Buried very deep in Duress’ second half is what is probably the album’s most exciting moment—“Xvaños” has more in line, sonically speaking, with the first half of the album. Structured around a steady tambourine and very, very sharp, precise hits from the drum kit, musically, it owes a lot to the post-OK Computer world of daring and bombastic ‘alternative rock,’ and if there’s any song on Duress that sums of Froth’s ever changing aesthetic, it’s this one—it’s an album that both reaches for gigantic heights due to the scale of its production values, all while managing to maintain a very claustrophobic feeling that surrounds the entire record.
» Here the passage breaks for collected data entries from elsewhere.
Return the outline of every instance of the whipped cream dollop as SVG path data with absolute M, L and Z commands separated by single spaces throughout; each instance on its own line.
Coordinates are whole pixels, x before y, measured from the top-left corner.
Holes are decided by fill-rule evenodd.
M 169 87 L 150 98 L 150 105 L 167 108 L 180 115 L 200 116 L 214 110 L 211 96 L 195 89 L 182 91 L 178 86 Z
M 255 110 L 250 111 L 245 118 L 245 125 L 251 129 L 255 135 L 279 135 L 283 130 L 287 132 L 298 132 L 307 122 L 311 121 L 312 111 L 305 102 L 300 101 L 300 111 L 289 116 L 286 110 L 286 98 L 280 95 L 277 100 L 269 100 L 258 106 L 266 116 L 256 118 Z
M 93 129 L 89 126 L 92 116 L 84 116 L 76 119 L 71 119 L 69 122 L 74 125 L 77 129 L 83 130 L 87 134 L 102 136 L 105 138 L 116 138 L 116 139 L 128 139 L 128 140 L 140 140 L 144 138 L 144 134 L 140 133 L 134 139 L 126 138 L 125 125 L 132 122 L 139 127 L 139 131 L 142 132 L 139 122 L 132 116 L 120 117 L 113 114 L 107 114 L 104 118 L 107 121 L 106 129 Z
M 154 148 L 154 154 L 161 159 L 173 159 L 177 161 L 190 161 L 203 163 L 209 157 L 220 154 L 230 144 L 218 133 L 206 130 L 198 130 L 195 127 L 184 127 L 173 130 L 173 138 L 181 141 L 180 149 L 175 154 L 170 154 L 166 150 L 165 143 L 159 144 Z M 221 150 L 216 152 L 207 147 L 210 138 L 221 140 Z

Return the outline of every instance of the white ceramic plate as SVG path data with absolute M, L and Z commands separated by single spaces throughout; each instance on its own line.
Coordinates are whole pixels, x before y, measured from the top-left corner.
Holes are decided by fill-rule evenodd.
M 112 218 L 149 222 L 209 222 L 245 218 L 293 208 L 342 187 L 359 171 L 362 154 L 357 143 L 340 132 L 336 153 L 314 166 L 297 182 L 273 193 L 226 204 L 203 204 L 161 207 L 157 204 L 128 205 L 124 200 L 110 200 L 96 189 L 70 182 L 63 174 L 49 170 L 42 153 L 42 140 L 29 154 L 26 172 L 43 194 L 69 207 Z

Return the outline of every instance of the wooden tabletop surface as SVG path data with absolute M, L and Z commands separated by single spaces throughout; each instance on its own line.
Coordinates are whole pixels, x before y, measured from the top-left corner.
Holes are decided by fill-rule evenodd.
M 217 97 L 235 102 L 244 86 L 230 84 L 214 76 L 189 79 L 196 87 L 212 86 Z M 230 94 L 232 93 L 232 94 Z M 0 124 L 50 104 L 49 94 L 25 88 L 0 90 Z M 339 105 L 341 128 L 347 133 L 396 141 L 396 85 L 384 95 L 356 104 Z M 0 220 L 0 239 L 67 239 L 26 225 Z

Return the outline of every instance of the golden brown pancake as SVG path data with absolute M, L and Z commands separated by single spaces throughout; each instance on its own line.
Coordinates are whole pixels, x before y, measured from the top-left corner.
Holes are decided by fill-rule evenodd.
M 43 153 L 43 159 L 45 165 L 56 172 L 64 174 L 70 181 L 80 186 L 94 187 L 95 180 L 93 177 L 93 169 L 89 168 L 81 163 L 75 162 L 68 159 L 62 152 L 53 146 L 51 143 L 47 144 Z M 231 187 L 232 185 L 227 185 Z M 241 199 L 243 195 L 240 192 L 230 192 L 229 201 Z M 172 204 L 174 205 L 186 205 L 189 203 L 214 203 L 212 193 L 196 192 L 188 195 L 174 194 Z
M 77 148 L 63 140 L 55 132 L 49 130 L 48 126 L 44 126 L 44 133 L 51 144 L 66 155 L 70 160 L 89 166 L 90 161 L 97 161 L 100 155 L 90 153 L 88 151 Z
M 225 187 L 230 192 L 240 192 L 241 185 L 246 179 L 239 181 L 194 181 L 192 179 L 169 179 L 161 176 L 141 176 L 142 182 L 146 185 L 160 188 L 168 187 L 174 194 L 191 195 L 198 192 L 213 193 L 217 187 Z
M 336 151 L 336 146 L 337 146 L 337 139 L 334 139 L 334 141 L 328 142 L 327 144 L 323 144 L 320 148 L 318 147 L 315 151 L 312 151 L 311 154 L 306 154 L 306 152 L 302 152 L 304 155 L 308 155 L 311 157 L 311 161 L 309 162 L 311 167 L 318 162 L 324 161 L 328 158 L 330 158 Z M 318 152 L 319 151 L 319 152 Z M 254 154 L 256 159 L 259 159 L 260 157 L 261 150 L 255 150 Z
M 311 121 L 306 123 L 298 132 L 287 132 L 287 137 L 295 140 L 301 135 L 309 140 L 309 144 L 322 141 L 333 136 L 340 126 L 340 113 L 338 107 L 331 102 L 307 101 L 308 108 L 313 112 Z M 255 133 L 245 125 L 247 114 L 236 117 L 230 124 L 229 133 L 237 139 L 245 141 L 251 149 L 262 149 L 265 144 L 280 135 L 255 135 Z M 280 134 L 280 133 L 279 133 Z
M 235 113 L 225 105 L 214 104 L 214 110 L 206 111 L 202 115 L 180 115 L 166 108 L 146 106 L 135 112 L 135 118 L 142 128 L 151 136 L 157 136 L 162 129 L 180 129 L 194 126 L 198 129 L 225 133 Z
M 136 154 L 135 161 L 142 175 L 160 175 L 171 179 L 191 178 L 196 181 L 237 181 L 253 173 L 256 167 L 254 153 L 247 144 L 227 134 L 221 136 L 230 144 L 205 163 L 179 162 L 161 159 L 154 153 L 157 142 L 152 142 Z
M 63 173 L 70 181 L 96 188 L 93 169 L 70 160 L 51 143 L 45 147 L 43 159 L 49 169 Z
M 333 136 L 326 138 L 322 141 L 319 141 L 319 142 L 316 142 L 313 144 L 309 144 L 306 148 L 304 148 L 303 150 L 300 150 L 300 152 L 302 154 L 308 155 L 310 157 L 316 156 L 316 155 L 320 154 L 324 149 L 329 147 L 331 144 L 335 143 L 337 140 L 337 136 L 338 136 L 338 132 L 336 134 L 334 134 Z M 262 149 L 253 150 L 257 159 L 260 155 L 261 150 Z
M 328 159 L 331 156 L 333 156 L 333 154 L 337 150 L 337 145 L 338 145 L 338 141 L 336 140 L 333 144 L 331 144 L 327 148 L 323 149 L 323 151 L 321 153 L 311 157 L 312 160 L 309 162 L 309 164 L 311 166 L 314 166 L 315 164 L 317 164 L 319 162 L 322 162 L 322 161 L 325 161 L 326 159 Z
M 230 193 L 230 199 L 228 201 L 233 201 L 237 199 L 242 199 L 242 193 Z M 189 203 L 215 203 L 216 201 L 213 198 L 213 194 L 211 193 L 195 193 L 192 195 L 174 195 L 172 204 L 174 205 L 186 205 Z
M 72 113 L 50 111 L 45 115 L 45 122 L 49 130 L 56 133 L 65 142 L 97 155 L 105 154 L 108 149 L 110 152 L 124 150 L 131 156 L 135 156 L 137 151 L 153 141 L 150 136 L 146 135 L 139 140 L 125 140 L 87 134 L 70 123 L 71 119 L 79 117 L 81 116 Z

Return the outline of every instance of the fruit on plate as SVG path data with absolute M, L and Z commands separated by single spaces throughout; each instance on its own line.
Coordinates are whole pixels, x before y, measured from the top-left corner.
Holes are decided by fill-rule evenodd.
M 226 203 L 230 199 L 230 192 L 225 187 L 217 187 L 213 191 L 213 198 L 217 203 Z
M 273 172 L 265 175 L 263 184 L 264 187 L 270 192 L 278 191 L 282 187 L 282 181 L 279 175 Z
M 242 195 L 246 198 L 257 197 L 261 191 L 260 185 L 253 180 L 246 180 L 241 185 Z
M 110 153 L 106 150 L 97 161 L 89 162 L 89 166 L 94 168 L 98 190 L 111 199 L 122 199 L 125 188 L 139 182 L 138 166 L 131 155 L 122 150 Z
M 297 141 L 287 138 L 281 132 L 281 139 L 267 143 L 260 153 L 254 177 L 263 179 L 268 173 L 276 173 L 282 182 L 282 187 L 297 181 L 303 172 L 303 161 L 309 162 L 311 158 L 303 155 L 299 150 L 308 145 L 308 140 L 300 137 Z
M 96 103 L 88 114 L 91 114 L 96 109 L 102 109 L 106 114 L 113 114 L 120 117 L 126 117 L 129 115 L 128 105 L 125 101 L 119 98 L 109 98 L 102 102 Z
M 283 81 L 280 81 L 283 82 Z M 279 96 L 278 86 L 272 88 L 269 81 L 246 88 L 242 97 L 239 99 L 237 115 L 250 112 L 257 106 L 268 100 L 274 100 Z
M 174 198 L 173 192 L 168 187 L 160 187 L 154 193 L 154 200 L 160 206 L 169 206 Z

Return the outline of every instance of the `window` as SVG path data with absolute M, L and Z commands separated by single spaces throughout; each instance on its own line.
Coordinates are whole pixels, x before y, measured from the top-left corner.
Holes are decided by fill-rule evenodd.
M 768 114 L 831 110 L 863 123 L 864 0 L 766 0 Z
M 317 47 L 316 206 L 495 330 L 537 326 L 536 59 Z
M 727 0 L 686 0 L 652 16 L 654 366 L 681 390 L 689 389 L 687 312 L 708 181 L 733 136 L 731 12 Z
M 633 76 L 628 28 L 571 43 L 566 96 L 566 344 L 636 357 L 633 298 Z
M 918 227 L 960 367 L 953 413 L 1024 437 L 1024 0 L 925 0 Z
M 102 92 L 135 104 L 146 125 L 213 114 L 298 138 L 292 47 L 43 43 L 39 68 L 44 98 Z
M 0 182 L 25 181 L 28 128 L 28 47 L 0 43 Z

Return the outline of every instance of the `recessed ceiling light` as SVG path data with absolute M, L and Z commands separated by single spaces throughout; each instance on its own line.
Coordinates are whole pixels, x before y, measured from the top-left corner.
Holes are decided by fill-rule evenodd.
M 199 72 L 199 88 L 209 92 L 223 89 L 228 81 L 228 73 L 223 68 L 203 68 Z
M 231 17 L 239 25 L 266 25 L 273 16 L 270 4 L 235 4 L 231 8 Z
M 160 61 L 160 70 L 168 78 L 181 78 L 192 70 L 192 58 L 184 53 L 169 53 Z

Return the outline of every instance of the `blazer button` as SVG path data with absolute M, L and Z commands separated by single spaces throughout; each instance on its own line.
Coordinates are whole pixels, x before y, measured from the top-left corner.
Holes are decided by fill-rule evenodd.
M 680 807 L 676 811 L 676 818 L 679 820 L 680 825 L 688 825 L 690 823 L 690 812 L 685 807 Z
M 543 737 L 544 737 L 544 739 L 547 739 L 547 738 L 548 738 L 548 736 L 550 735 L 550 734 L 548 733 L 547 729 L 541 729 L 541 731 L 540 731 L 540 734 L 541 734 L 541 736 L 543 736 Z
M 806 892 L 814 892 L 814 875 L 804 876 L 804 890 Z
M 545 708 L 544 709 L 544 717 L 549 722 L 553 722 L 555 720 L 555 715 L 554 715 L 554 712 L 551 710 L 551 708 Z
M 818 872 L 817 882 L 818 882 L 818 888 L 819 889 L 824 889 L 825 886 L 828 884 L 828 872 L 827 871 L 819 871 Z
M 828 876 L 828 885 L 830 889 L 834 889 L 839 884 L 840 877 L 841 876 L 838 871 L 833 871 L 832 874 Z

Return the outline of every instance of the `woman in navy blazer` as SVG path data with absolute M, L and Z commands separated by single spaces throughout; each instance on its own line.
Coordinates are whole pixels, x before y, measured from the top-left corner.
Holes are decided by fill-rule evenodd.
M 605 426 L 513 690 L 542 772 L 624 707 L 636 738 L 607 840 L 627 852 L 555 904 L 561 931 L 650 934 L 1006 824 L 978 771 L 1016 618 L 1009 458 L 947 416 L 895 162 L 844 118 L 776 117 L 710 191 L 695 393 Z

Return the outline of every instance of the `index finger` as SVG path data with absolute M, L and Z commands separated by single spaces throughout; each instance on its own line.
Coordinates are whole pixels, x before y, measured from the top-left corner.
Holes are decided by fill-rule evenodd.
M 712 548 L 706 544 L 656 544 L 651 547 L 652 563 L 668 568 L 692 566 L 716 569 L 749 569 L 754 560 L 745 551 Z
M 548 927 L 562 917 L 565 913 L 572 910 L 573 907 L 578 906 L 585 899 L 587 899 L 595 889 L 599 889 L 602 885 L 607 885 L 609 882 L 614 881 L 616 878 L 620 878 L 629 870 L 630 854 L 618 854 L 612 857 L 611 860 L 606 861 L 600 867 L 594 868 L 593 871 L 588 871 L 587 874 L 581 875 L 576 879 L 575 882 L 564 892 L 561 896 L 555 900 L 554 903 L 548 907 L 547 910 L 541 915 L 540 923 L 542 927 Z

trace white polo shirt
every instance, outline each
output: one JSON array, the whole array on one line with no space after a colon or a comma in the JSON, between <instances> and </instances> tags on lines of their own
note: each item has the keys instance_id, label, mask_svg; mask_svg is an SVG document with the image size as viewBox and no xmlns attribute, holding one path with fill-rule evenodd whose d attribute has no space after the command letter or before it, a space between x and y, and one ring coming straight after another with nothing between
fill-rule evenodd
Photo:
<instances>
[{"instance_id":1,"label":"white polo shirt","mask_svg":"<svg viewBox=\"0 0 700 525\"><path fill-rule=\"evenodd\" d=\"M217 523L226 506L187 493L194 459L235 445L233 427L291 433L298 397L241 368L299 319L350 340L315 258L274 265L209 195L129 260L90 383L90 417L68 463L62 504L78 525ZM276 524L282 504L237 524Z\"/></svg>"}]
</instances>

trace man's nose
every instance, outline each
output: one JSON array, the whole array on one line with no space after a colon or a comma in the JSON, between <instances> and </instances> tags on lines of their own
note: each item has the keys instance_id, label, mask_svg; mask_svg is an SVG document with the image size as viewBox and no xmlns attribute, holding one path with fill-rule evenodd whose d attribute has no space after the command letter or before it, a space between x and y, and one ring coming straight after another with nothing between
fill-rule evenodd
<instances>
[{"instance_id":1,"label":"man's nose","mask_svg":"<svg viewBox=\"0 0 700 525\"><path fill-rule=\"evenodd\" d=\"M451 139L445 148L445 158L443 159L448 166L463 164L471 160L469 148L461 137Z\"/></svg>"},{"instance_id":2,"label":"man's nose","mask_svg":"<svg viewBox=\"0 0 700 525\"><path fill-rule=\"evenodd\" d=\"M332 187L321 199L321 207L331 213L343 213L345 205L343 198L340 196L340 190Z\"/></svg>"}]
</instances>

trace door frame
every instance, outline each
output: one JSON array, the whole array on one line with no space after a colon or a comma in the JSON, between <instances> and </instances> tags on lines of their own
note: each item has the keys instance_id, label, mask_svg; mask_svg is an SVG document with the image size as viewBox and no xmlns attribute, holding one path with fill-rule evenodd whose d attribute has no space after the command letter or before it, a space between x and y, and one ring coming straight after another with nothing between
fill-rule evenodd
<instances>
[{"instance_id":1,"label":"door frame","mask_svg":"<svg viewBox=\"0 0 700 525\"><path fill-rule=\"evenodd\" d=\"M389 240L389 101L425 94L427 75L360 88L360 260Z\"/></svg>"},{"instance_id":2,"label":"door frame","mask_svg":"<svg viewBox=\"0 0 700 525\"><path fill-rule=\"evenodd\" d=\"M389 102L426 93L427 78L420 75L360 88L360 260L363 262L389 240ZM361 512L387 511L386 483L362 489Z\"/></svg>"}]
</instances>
From a sequencing standpoint, Duress seems to play its hand almost too soon with its level of energy, and by the end—and this is perhaps intentional by the band—the pacing slows with its final two tracks, one of which is aptly named “Slow Chamber,” the song that manages to sound like 2009 never ended, with its effected but moderately playful guitar work, and chintzy sounding drum machine keeping time. There’s a slow simmering haze that covers both it, as well as Duress’ final piece, “Syndrome,” which in an interview regarding the record, Ashworth describes audaciously as ‘J. Dilla meets My Bloody Valentine,’ a collision of sorts that I can kind of see, but also like the earlier mentioned Elliott Smith and Women comparisons, I can also not see.

“Syndrome” is a dirge to end the album on—the drum machine skittering is very, very slow, and until the layers of guitar cacophony arrive near the final third, it has ness to do with My Bloody Valentine, and more to do with Pitchfork-approved dream pop in the year 2010; however, it, much like the rest of the record, is a dizzying listen.

Even if as a band, Froth are hesitant to take themselves very seriously, Duress is a serious listen. With a subtle, snarky sense of humor tucked in between the densely arranged layers, it’s a fascinating spiral of both ‘indie’ and ‘alternative’ rock that, on the other end, comes out sounding both familiar yet innovative in the same breath.

Faded is out now as a digital download only from Tearjerker's Bandcamp site; Duress is available as a LP, CD, or digitally, from Wichita.